Back in my day, the only options were surgical. Any sort of conservative management has come on the menu only since TPN became available.
Thus, the options of definitive treatment are surgical, endoscopic and conservative.
- Primary repair: patch-over for the perforation.
- Exclusion and oesophageal diversion (i.e. the oesophagus opens into a pouch attached to your neck, and a re-anastomosis is carried out once the sepsis settles down).
- Resection and reconstruction which is delayed, as it is essentially an Ivor Lewis procedure and therefore would be disastrous in the setting of a big stinky empyema.
- Drainage +/- decortication of the pleural effusion is usually something that can wait, and only needs to be urgent in those patients whose ventilation is severely affected (i.e. if you cannot extubate them safely with an undrained effusion ).
- Endoluminal stenting can be used in situations where there is no overwhelming mediastinal sepsis.
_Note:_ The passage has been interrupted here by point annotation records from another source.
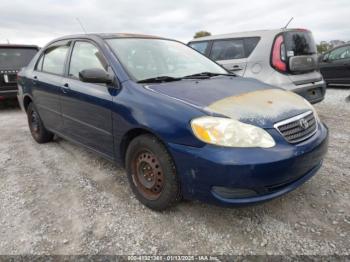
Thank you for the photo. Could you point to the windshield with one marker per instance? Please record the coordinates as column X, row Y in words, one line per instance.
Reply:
column 300, row 43
column 150, row 58
column 16, row 58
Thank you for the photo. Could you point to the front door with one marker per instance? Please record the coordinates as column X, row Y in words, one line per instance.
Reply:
column 47, row 78
column 86, row 107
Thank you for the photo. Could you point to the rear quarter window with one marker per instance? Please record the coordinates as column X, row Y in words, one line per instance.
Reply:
column 199, row 46
column 299, row 43
column 16, row 57
column 228, row 49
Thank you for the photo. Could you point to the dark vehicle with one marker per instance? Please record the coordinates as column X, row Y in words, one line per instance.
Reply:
column 181, row 124
column 12, row 59
column 335, row 66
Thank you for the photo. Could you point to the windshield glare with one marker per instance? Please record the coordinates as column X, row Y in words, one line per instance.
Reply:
column 149, row 58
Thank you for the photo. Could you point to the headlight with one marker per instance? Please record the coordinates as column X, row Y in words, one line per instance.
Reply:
column 229, row 132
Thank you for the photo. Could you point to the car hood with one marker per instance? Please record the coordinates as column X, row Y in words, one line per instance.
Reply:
column 246, row 100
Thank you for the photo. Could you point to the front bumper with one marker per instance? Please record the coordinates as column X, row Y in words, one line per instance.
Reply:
column 268, row 172
column 314, row 93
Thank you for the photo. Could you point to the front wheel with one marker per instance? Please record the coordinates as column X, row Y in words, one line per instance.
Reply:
column 152, row 173
column 36, row 126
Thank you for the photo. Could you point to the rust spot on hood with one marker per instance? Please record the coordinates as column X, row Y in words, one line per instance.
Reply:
column 261, row 104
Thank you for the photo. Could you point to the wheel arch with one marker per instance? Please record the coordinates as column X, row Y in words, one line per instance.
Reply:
column 132, row 134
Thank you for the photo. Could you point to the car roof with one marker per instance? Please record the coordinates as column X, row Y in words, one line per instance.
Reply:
column 256, row 33
column 18, row 46
column 108, row 36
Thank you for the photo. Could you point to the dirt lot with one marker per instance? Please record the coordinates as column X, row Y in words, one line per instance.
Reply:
column 60, row 199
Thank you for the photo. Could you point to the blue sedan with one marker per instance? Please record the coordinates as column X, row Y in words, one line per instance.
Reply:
column 182, row 126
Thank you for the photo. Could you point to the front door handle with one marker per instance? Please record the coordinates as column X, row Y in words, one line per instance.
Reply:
column 65, row 88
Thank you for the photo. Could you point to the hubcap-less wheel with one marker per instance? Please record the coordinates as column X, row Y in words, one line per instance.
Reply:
column 35, row 122
column 148, row 175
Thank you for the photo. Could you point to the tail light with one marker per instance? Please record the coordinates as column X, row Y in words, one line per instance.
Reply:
column 279, row 54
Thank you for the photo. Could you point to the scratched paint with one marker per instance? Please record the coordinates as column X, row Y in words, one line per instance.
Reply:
column 260, row 105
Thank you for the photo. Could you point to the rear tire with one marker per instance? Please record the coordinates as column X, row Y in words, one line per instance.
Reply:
column 152, row 173
column 36, row 126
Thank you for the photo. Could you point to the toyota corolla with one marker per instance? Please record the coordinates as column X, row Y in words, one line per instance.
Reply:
column 182, row 125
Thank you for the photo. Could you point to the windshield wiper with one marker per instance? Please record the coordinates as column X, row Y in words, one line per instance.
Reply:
column 159, row 79
column 208, row 75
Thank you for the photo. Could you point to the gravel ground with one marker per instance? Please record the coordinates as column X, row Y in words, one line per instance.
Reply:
column 58, row 198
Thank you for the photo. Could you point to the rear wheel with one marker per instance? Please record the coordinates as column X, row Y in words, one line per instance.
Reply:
column 36, row 126
column 152, row 173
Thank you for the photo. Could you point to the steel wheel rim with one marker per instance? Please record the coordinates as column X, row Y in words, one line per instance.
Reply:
column 34, row 119
column 147, row 174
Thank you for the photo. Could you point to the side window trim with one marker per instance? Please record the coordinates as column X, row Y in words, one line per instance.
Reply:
column 42, row 55
column 70, row 53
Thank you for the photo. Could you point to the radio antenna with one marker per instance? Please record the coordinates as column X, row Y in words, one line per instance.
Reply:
column 81, row 25
column 290, row 20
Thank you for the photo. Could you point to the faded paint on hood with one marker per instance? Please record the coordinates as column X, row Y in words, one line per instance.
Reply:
column 261, row 107
column 244, row 99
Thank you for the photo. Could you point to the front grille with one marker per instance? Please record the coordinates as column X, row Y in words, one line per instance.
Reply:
column 298, row 128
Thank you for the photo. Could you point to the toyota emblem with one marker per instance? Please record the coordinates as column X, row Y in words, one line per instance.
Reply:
column 303, row 123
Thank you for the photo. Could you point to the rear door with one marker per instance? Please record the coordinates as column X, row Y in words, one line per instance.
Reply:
column 335, row 66
column 47, row 80
column 86, row 107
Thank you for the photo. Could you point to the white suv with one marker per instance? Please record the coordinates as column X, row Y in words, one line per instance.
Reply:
column 285, row 58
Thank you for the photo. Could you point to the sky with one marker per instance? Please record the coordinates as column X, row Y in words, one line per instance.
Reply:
column 38, row 22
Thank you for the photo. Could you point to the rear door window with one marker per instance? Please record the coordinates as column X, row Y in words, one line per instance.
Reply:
column 299, row 43
column 227, row 49
column 85, row 55
column 55, row 58
column 200, row 46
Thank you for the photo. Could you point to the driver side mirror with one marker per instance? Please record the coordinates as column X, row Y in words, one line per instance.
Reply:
column 95, row 75
column 325, row 58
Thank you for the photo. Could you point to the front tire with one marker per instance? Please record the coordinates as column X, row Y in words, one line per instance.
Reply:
column 152, row 173
column 36, row 126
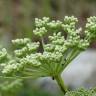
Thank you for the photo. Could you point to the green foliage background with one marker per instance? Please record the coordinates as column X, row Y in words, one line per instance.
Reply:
column 17, row 20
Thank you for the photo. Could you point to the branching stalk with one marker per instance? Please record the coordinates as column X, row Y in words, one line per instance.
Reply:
column 61, row 83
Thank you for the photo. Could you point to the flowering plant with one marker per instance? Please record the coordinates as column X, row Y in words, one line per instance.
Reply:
column 61, row 42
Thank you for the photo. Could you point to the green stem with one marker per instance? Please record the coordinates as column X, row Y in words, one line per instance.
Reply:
column 61, row 83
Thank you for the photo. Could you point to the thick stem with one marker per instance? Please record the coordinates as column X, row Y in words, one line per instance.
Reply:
column 61, row 83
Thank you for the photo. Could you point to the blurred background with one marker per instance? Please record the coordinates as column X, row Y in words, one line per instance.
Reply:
column 17, row 20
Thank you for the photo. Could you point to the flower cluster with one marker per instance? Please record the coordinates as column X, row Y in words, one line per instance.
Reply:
column 58, row 51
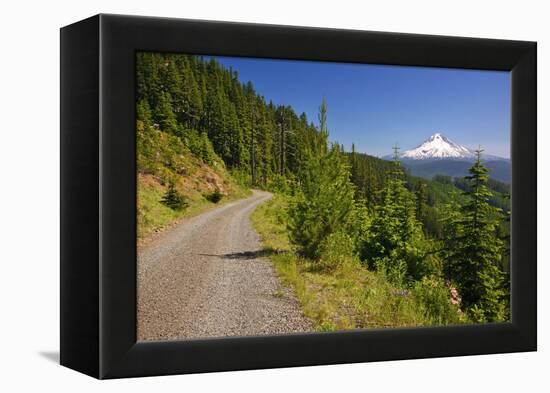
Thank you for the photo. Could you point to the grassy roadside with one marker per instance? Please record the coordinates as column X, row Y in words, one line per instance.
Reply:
column 154, row 216
column 348, row 296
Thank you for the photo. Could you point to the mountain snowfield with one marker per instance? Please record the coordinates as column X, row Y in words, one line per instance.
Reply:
column 438, row 155
column 438, row 146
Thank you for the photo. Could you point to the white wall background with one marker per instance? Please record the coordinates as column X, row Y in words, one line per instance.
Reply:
column 29, row 194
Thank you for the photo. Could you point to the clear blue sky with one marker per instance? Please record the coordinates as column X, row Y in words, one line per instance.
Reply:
column 377, row 106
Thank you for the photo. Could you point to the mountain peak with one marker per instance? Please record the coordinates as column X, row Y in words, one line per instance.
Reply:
column 438, row 146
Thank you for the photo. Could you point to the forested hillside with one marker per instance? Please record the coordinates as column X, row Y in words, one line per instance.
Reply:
column 362, row 242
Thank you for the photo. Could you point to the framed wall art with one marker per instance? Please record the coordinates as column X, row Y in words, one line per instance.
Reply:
column 239, row 196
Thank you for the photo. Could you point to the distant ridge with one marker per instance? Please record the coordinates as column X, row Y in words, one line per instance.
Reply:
column 438, row 155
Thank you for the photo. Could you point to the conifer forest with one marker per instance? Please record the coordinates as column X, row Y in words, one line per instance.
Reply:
column 351, row 240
Small or incomplete perforations are best managed eitehr conservatively or with endoscopic stenting.
- This option is particularly good in situations where the perforation is actually due to a malignancy rather than just vomiting.
- Complications might include stent migration, and worsening perforation (i.e. the endoscope can actually complete an incomplete perforation).
- TPN: they won't be eating for a while
- Broad-spectrum antibiotics - it is controversial as to whether or not the patient should be offered antifungal drugs, because the upper GI tract is usually colonised with some Candida species. Biancari et al (2013)
- Proton pump inhibitors to encourage the process of oesophageal repair
- Eventually, these people end up having surgery - but it is delayed until the empyema or mediastinal abscess are well-circumscribed.
- The outcome is surprisingly good in selected patient groups- Hasan et al (2005) saw a survival rate of 84% in patients with an average age of 59; of the dead, all died of something other than mediastinitis.
Idiosyncratic issues of ICU management
There are a few little details about the perforated oesophagus which must be considered:
- No positive pressure without intubation: even high flow nasal prongs can blow gas into the mediastinum.
- Thus, no bag-mask ventilation with intubation. All of these patients should be getting an RSI-like induction.
- TPN should probably start early because it is unlikely the patient will be fed within 7 days of their perforation.
Outcomes in the elderly
Presumably to reduce the incidence of horrendoplasty, Biancari et al published on the "Treatment of esophageal perforation in octogenarians" in 2014. Surprisingly, this small scale (33 patient) observational study did not reveal much of a mortality difference between surgical, conservative and endoscopic approaches. The mortality at 30 days was approximately 40%. These were not randomised patients, suggesting that those (11 of them) who were operated on were probably reasonably fit in order to be even considered.